The office, Plumb indicated, was created out of the blue in 18th century England. The realisation that they now had a prime minister came as an unpleasant surprise to many observers at the time.
Of course in 1965 I never actually sat in on the Ford Lectures. My exposure to Jack Plumb's wisdom was circuitous.
In 1967 Professor Plumb converted his lectures into a book. It was called The growth of political stability in England: 1675-1725.
In 1968 The Canberra Times commissioned a review of Plumb's book. It asked a lecturer at the Australian National University named David Johanson to write about it. His review was published (June 15) and he also devoted one of his lectures to the book.
1968 was supposed, then and now, to be a year of revolutionary ardour but Plumb's focus, Johanson pointed out, was different. It was on the countervailing force of anti-revolution.
The learned British historian plumbed the orderliness that settled on England in the decade after the installation of the House of Hanover in 1714. Such an act of anti-revolution was an unprecedented phenomenon. Chaos had been the norm in England since the death of Elizabeth I in 1603. Rebellion and revolution interspersed with mass hysteria and treachery had prevailed for much of the 17th century.
Plumb, Johanson told us, portrayed the emergence of political stability after 1714 in terms of three big developments. All were, incidentally, things that a Canberra audience was familiar with: a shameproof party system; much firmer executive control over the elected legislature; and the establishment of a network of like-minded public and political figures.
Creation of the office of prime minister stitched Plumb's three great strands together.
The office was established in 1721 specifically to deal with the so-called South Sea Bubble which was Hanoverian England's version of the GFC. The first occupant was Sir Robert Walpole.
Walpole thereafter did everything to entrench his novel position. He began by debauching the two party system of his day. The prime minister marginalised and discredited firmly principled people in both the Whig and Tory parties. Zealotry was equated with instability, now a seriously dirty word.
Prime Minister Boris Johnson, in the lead-up to the recent dissolution, was a grotesque shadow of his great predecessor Walpole.
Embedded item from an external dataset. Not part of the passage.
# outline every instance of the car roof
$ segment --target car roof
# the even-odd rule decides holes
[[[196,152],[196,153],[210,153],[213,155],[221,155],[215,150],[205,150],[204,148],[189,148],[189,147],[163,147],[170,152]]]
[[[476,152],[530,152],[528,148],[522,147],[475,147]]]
After 1721, with Prime Minister Walpole in the ascendancy, the executive wing of the government in Britain commanded an utterly reliable majority in the House of Commons. Such a thing had not happened since the Tudors.
Patronage perpetuated itself. Walpole and his sidekicks fully exploited the public sector funds and employment opportunities at the disposal of the crown. Access to seats in both chambers of parliament and to official positions of all kinds, including jobs in the army, navy, church and what passed for the civil service underpinned a vast network of dependency.
Walpole was the first person in British politics who was simultaneously the dominant figure by far in the House of Commons and the chief if not sole political adviser to the monarch.
For a few vocal observers the triumph of Walpole was scary stuff. Traditionally the people relied on by the monarch for political advice were seen as odious and creepy. But under Walpole, a dear friend of the royal court ran the House of Commons. Members of parliament were supposed to protect the nation against the monarch's invariably evil counsellors. This clearly no longer was happening.
The emergence of the office of prime minister bred fear. This anxiety bred a profusion of dystopian pamphlets and tracts culminating in Gulliver's Travels.
But it did not take long before these fears ebbed in England (although not in its American colonies). Acceptance of the new reality was symbolised by the fate of Gulliver's Travels which continued to be read, but only as a book for children. Their parents sensed that, under Walpole, their country had never been more peaceful and prosperous.
Back in 1965, when he gave the Ford Lectures, Jack Plumb assumed that the office of prime minister would forever be, as it had been for the previous 200 plus years, perched securely at the apex of British politics.
Plumb was a good historian but he was no infallible prophet. He did not live to witness our current darkening age of instability and disruption. His three great truths are now quite undone.
The party system in Britain in 2019 is no longer stable and stolid. The executive wing of government can no longer count on winning vital divisions in the House of Commons. And the supporting network of hangers on in public institutions and in the media that any government needs to have exercises far less sway at a time when populist resentment has been empowered by the resort to referenda on fundamental political issues, and with the election of party leaders by rank and file members who proudly do not subscribe to the wisdom prevailing at Westminster.
The template imposed in 1721 and which Jack Plumb described is in deep trouble. Prime Minister Boris Johnson, in the lead-up to the recent dissolution, was a grotesque shadow of his great predecessor Walpole. He did not command a meaningful majority in the House of Commons and vital advice to the monarch was overruled by legal action.
The year 2021 will mark the 300th anniversary of the invention of the office of prime minister of the United Kingdom. But will the office exist in any real sense by then if things continue as they are?